Gerade im letzten Jahr hatte natürlich die Bezugnahme auf Ereignisse rund um die deutsche Wiedervereinigung und Einheit Hochkonjunktur – gleichzeitig auch ein schönes Beispiel, wie Vergangenheit positiv im Sinne des Zusammengehörigkeitsgefühls gebraucht wird.
Unter die Rubrik „missverständliche Vergangenheitsbezüge“ fällt sicherlich die Aussage des damaligen Außenministers und Vizekanzlers Guido Westerwelle vom 11. Februar 2010, der die Diskussionen um die Anhebung von Hartz-IV-Sätzen mit „spätrömischer Dekadenz“ in Verbindung brachte. Dies ist ein Beispiel dafür, wie der Umgang mit Vergangenheit auch missglücken und wiederum zu neuen Debatten führen kann - solche Fälle hat es bestimmt auch im klassischen Athen gegeben, anhand der Quellenlage lassen sie sich aber nicht mehr nachvollziehen. Wir kennen leider nur in den seltensten Fällen die Reaktionen der Zuhörer auf eine Rede oder gar auf einzelne Redeteile.

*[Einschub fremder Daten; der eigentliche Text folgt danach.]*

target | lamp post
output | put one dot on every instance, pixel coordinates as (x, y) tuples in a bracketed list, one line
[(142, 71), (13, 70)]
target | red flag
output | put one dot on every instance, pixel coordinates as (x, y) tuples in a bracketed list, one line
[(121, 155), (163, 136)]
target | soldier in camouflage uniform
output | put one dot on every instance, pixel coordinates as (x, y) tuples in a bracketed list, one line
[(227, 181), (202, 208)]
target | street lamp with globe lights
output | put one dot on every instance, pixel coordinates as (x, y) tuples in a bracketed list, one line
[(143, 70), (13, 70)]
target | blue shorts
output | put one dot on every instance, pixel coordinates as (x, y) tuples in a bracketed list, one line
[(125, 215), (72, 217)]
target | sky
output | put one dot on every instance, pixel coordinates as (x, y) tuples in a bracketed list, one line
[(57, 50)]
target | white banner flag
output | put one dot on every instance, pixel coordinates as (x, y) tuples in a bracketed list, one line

Die der ausgewählten Beispiele ließe sich beliebig erweitern und zeigt die Möglichkeiten vergleichender Untersuchungen auf - ein weiteres spannendes Forschungsfeld!
[1]Bei der Frage nach der Stellung des Redners innerhalb der athenischen Demokratie stütze ich mich v.a. auf die ausgezeichnete Arbeit von Josiah Ober, Mass and elite in democratic Athens. Rhetoric, ideology and the power of the people, Princeton 1989 sowie den Aufsatz von Elke Stein-Hölkeskamp, Perikles, Kleon und Alkibiades als Redner. Eine zentrale Rolle der athenischen Demokratie im Wandel, in: Christoff Neumeister, Wulf Raeck (Hrsg.), Rede und Redner. Bewertung und Darstellung in den antiken Kulturen (Kolloquium Frankfurt a.M., 14.-16. Oktober 1998), Möhnesee 2000, 79-93.
[2]Ein umfangreiches Verzeichnis der auf Vergangenheit basierenden Textstellen findet sich bei Michel Nouhaud, L'utilisation de l'histoire par les orateurs attiques, Paris 1982.
[3]Dazu Frank Bücher, Verargumentierte Geschichte. Exempla Romana im politischen Diskurs der späten römischen Republik (Hermes Einzelschriften 96), Stuttgart 2006.
[4]Willibald Steinmetz, Das Sagbare und das Machbare. Zum Wandel politischer Handlungsspielräume England 1780-1867, Stuttgart 1993.